Enfin, pourquoi recourir à la médiation ou à la conciliation quand on veut recouvrer des impayés ? Et comment bien le faire ?

Avantages

  1. Préservation de la relation commerciale

    • En médiation ou conciliation, les parties collaborent pour trouver un terrain d’entente (par exemple un échéancier), ce qui peut préserver la relation client-fournisseur. Cela évite les ruptures brutales qui surviennent souvent après un procès.

  2. Réduction des coûts et des délais

    • Les frais d’un procès (honoraires d’avocat, frais de greffe, consignations) peuvent être bien plus élevés que ceux d’une négociation avec un médiateur ou un conciliateur.

    • Les MARD sont souvent plus rapides : pas d’attente d’audience, pas de calendrier judiciaire strict.

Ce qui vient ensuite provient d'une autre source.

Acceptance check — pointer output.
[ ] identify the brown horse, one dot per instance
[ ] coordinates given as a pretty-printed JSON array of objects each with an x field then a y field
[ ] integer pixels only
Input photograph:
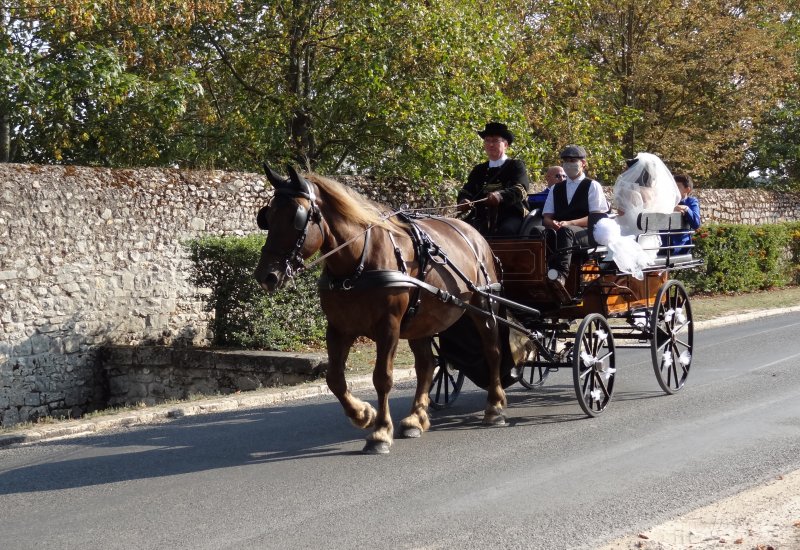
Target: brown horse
[{"x": 385, "y": 279}]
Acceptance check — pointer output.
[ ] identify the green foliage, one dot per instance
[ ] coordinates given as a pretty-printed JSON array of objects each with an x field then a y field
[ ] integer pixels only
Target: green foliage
[
  {"x": 398, "y": 88},
  {"x": 742, "y": 258},
  {"x": 245, "y": 315}
]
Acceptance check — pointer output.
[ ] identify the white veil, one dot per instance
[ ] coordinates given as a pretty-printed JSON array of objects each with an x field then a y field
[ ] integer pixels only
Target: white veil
[{"x": 646, "y": 186}]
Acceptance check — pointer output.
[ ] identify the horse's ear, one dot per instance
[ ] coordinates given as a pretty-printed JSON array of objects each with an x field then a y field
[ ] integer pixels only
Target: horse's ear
[
  {"x": 274, "y": 178},
  {"x": 299, "y": 183},
  {"x": 294, "y": 176}
]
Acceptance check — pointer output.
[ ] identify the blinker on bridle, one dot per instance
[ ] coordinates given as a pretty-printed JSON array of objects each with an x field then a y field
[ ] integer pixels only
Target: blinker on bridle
[{"x": 297, "y": 187}]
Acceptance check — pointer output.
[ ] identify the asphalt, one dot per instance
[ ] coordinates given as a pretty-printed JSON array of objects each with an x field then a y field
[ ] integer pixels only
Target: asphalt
[{"x": 257, "y": 398}]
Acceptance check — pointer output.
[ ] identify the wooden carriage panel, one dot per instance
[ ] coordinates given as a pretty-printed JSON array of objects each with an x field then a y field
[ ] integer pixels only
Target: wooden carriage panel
[
  {"x": 625, "y": 292},
  {"x": 524, "y": 269}
]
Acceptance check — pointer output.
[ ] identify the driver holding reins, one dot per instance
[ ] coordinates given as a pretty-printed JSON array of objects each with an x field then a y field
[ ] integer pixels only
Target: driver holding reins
[{"x": 503, "y": 183}]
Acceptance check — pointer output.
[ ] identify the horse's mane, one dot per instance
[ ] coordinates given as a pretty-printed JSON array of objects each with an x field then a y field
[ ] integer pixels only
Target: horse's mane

  3. Flexibilité et créativité de l’accord

    • Les solutions trouvées peuvent être plus personnalisées : paiement échelonné, remise partielle, compensation, bon d’achat, etc., ce que le juge ne peut pas toujours offrir.

    • Les parties construisent ensemble un accord, ce qui augmente l’adhésion et la probabilité de respect.

  4. Confidentialité

    • Les échanges, propositions et contre-propositions ne sont pas publics, ce qui protège la réputation des entreprises.

  5. Réduction de la charge sur la justice

    • L’obligation 750-1 (quand elle s’applique) contribue à désengorger les tribunaux en filtrant les petits litiges via des processus amicaux.

Bonnes pratiques pour utiliser efficacement la médiation / conciliation

  • S’assurer de la légitimité du médiateur / conciliateur : Choisir des professionnels qualifiés, inscrits sur des listes officielles, expérimentés dans les conflits commerciaux ou dans les impayés.

  • Inclure des clauses dans vos contrats : Prévoir une clause de médiation ou conciliation dans les contrats clients/fournisseurs peut faciliter le recours à ces modes, et parfois rendre leur usage obligatoire contractuellement.

  • Documenter la tentative amiable : Garder des preuves (courriers, emails, attestation du médiateur, procès-verbal du conciliateur) permet de démontrer que la tentative a bien été faite si l’affaire finit devant un juge.

  • Préparer un “plan B” : Si la médiation échoue, prévoir d’autres voies (injonction, contentieux) ; la tentative amiable ne bloque pas toujours définitivement les autres solutions.

  • Communiquer clairement avec le débiteur : Proposer la médiation comme une alternative positive, non punitive, pour éviter le conflit judiciaire – cela peut déjà encourager le client à reconsidérer sa dette.

Conclusion sur la médiation et la conciliation en matière d'impayés

Les impayés peuvent être un cauchemar pour les entreprises, mais la médiation et la conciliation offrent des voies réalistes et souvent sous-utilisées pour résoudre ces conflits à l’amiable. Grâce à des mécanismes comme l’article 750-1 du CPC, il existe désormais un cadre légal en France qui oblige, dans certaines situations, une tentative préalable, ce qui encourage fortement les parties à dialoguer avant de lancer des actions judiciaires.

Cependant, ces modes ne sont pas universels : il y a des exclusions, notamment pour l’injonction de payer, ou quand la médiation n’est pas prévue contractuellement. Pour tirer pleinement parti des MARD, il faut les intégrer dès la négociation de contrats (clause de médiation), bien choisir les médiateurs/conciliateurs, et documenter les démarches.

Dans le contexte des impayés, la médiation et la conciliation peuvent non seulement aider à recouvrer des créances, mais aussi préserver les relations commerciales, économiser du temps et de l’argent, et offrir des solutions plus souples et personnalisées que le contentieux pur.